MONTGOMERY, Ala. — Alabama Public Service Commissioner Chris “Chip” Beeker on Tuesday opened the PSC’s monthly meeting by expressing his frustration with the federal government’s overreach in a variety of areas — from immigration to environmental policies.
When I was a child the federal government did not work to punish success and reward sloth. But, with the Washington, D.C. wealth re-distribution scheme, that is exactly what is currently happening.
When I was a child the federal government did not entrap people in a welfare state from which there is no escape. But, in a day when the federal government feeds, houses, and clothes people without providing an escape from the cycle of welfare… that is exactly what is and has been occurring in our nation.
When I was a child we would have never imagined that the federal government would send American citizens unemployment checks because they can’t find a job, but endorse the idea that people who come to this country illegally should be allowed to stay and take jobs that those same Americans could have.
Beeker was elected last year on a platform of pushing back against federal overreach, particularly on energy issues, which fall under the PSC’s purview. On Monday, he reiterated his opposition to the Obama Administration’s environmental policies that he says are a direct threat to Alabama jobs.
“(I never would have) imagined that the federal government – our own government – would impose restrictions on industry that are so stringent that American jobs and industries are threatened,” he said. “Yet, with EPA regulations currently in effect and that are being proposed, that is exactly what we see.”
Beeker was presumably alluding the the EPA’s Clean Power Plan, which, once finalized this summer, will impose new stringent regulations on power plant emissions.
A study released by the U.S. Chamber of Commerce predicts the environmental mandates in the plan will cost the United States more than 220,000 jobs over the next several years.
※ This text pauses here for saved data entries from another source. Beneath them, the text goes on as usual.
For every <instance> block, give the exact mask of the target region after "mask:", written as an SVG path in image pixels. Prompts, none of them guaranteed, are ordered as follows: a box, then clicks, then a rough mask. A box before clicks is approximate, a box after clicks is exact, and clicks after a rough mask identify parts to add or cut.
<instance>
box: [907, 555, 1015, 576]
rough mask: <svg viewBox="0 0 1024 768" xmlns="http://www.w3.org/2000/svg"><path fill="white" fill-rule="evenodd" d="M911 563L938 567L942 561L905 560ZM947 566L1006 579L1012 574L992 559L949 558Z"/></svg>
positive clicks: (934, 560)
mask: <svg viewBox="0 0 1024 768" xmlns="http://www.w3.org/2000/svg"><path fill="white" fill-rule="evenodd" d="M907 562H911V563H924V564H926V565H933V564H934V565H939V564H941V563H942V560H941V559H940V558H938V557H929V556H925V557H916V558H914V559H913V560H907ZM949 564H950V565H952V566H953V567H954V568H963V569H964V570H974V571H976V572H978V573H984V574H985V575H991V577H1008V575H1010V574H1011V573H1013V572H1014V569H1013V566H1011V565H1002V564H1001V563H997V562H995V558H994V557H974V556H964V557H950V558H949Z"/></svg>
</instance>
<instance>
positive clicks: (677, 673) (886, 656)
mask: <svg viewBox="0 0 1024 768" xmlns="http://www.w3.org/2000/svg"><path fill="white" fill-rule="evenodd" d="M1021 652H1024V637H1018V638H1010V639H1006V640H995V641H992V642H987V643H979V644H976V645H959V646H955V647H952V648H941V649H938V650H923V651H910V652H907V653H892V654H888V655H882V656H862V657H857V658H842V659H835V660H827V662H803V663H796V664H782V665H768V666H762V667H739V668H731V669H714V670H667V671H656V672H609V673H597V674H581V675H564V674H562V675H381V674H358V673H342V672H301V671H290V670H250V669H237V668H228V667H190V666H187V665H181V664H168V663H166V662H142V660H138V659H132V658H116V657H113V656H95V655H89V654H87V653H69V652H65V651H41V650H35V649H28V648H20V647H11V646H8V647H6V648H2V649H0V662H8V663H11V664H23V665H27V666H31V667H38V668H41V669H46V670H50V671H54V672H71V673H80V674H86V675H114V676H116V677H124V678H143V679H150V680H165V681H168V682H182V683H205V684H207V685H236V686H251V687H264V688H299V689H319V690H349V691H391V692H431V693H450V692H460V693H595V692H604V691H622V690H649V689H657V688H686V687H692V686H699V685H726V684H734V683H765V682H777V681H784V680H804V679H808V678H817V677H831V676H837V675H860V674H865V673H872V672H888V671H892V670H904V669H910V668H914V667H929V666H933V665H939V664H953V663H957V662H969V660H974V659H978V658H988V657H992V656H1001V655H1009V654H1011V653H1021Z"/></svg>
According to the study, the proposed regulations will have a disproportionate impact on southern states, where energy costs would jump by $6.6 billion per year over the next decade-and-a-half. The “East-South-Central” region of Mississippi, Alabama, Tennessee and Kentucky would see its GDP shrink by an estimated $2.2 billion and would lose 21,400 jobs as a result of the plan.
And the effects are already being felt in the Yellowhammer State.
Alabama Power announced in August that the mandates were forcing them to close two of the state’s coal-fired units and transition two others from coal to natural gas, resulting in a reduction in workforce that the company hoped to avoid by transferring employees to other locations. Alabama consumers’ power bills have also increased by an average of $6.78 per month, which members of the PSC have said can be directly attributed to the billions of dollars Alabama Power has spent to comply with the EPA’s increasingly-stringent regulations.
Beeker said Tuesday that Alabama’s state motto might provide some direction as its leaders weigh what to do in response to the federal government’s encroachment on the economy.
“We should regularly remind ourselves that the motto of our great state is ‘We Dare Defend Our Rights,'” he said, “and ask ourselves what steps we are taking to defend our rights.”